American civil servant

Frank Ruggiero is an American civil servant. He served as the Principal Deputy Assistant Secretary (PDAS) in the Bureau of Political-Military Affairs (PM). He now serves as Senior Vice President of Government Relations at BAE Systems.

==Biography==

===Early life===
Frank Ruggiero was born in Youngstown, Ohio. He graduated from Ursuline High School in 1982. He then received a bachelor's degree in Political Science from Ohio State University. He has an M.A. in Middle Eastern Affairs from American University and has completed all requirements for a Ph.D. (but the dissertation) in U.S. Foreign Policy in Asia from the University of Virginia.

===Career===
A career civil servant, he has served in several positions in the United States Department of State and the United States Department of Commerce.

He played a leading role in the negotiation of Defense Trade Treaties with the United Kingdom and Australia and initiated a series of defense trade reforms under National Security Presidential Directive 56. He has played a leading role in the Department on U.S. security strategy in the Persian Gulf and on political-military issues in the Middle East. He has served as DAS in the PM Bureau since January 2007.

He served as Acting Assistant Secretary for Political-Military Affairs from January 2009 to June 2009. In the fall of 2010, he was asked by his boss, Richard Holbrooke, to meet Syed Tayyab Agha, a liaison for the Taliban who had worked for Mohammed Omar, at a secret meeting in Germany alongside Jeff W. Hayes, a staff member of the United States National Security Council. The six-hour discussion focused on the release of Talibans from the Guantanamo Bay detention camp in exchange for the release of U.S. Army Sergeant Bowe Bergahl.

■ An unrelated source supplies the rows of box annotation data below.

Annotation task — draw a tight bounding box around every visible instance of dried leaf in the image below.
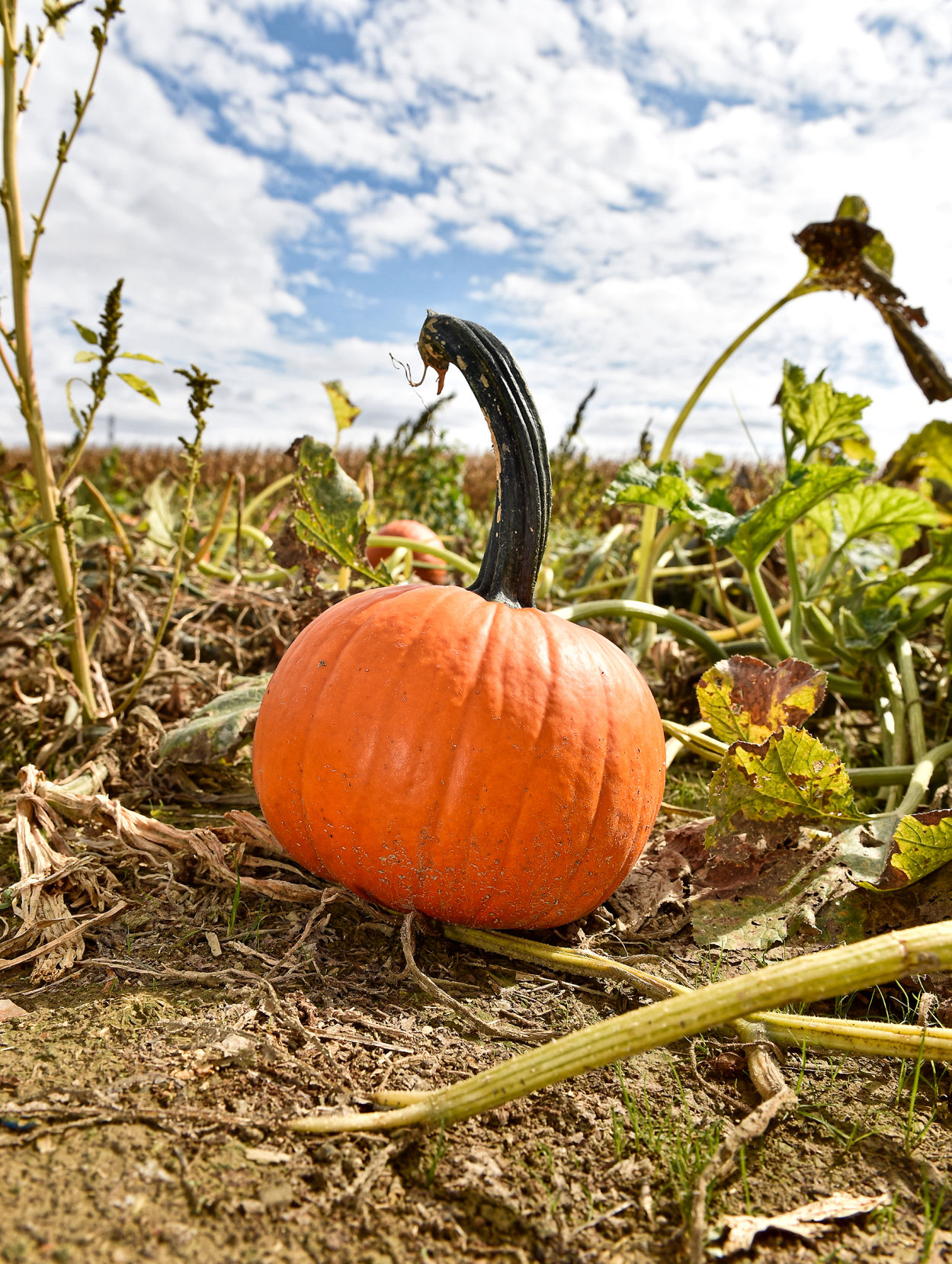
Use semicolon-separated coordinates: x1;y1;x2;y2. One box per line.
698;655;827;742
707;727;858;847
883;421;952;489
794;197;952;403
291;435;382;584
117;373;159;403
716;1191;891;1258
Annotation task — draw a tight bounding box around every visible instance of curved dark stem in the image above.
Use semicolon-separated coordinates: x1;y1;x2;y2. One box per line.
420;313;553;607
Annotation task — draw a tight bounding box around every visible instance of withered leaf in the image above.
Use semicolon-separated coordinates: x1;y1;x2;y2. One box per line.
716;1191;890;1256
864;807;952;891
707;726;858;847
698;655;827;742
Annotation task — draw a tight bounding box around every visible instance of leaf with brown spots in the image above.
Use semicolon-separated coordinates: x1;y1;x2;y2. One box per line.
794;197;952;403
862;807;952;891
698;655;827;742
707;727;861;847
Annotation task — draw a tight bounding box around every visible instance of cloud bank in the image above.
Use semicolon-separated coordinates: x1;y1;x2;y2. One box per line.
0;0;952;457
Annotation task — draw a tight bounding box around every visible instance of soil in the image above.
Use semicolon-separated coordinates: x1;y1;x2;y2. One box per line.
0;876;952;1264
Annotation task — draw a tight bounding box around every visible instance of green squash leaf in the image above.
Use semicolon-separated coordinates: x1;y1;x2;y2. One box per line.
698;655;827;743
158;674;271;763
143;470;181;557
780;361;873;455
292;435;388;584
864;807;952;891
862;527;952;605
810;483;939;551
883;421;952;498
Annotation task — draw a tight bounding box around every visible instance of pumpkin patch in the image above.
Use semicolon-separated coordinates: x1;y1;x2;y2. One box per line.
253;313;664;929
367;518;447;584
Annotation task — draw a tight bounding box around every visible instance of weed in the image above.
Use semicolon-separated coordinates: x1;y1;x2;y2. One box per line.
228;855;242;939
426;1120;447;1189
612;1106;626;1162
919;1168;950;1264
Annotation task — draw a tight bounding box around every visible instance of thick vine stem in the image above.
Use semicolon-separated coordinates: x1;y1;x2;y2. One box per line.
364;531;479;575
635;273;822;602
0;0;98;719
443;926;952;1067
553;598;724;662
420;313;553;608
288;922;952;1133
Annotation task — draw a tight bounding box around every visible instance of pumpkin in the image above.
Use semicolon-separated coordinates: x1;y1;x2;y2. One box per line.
367;518;447;584
253;313;665;929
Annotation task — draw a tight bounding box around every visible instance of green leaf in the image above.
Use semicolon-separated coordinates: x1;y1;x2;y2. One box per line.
117;373;159;403
707;465;862;571
294;435;382;584
66;378;85;432
780;361;873;455
73;319;98;346
862;807;952;891
604;460;736;530
158;674;271;763
707;727;858;847
883;421;952;498
143;470;180;557
835;194;870;223
810;483;939;551
862;527;952;605
322;380;361;434
697;655;827;742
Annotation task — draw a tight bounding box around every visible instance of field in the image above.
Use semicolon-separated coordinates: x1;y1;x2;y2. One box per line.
0;384;952;1264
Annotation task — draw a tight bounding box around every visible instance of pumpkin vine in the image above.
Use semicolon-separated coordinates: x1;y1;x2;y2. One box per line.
418;313;553;608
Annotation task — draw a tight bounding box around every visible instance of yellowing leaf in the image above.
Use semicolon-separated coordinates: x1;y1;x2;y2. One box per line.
292;435;383;584
117;373;159;403
322;380;361;434
876;809;952;891
707;727;858;847
698;655;827;742
780;361;873;454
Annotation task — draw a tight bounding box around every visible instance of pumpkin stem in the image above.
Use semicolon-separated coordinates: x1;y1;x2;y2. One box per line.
418;313;553;607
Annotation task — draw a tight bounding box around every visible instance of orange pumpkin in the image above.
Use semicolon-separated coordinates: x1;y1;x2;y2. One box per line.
253;313;665;929
367;518;447;584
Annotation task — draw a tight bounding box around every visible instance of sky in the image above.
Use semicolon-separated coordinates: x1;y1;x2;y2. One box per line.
0;0;952;459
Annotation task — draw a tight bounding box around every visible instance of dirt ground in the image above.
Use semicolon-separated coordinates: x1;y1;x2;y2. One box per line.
0;872;952;1264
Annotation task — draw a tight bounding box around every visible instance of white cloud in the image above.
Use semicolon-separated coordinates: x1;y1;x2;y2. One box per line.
0;0;952;470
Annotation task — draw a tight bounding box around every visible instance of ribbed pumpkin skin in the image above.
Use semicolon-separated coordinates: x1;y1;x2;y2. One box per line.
367;518;447;584
253;584;665;929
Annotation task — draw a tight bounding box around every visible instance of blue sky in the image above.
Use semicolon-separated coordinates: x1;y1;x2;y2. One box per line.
0;0;952;457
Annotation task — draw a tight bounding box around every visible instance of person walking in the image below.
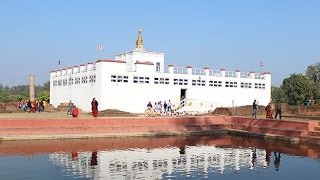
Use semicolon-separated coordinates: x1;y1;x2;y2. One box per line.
265;103;273;119
67;100;73;115
252;100;258;118
91;98;98;118
72;105;79;118
274;100;281;119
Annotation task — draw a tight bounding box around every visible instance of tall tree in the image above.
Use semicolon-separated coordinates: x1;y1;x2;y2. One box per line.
306;63;320;82
271;86;286;102
282;74;312;105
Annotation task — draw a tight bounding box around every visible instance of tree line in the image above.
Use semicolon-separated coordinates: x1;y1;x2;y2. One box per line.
0;81;50;102
271;63;320;105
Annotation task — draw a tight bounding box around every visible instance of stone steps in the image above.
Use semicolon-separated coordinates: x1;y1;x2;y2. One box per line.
0;124;225;135
230;124;308;137
308;131;320;137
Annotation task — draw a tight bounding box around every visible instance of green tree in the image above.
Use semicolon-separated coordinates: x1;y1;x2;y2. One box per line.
282;74;312;105
271;86;286;102
306;63;320;82
38;90;50;102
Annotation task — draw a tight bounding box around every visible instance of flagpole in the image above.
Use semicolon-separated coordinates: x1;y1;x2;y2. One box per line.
97;44;104;59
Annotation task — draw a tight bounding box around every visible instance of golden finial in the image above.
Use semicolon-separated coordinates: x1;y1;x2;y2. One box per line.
136;28;143;49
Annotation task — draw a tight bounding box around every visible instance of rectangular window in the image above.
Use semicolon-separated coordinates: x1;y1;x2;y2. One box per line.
225;81;238;87
81;76;88;84
240;82;252;88
89;74;96;83
69;77;73;85
173;79;188;86
209;80;222;87
52;80;58;86
63;79;68;86
58;79;62;86
154;77;169;84
156;62;160;72
225;71;237;77
192;79;206;86
254;83;266;89
74;77;80;84
111;75;129;83
133;76;150;84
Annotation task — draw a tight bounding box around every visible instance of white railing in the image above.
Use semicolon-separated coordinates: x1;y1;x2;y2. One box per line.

In December 2010, he replaced Holbrooke as the acting special representative to Afghanistan and Pakistan. As the Bureau's second-ranking official, he served as Acting Assistant Secretary in the absence of the Assistant Secretary and manages directly the Directorate of Defense Trade Controls and the Office of Regional Security and Arms Transfers.

He now serves as Senior Vice President of Government Relations at BAE Systems.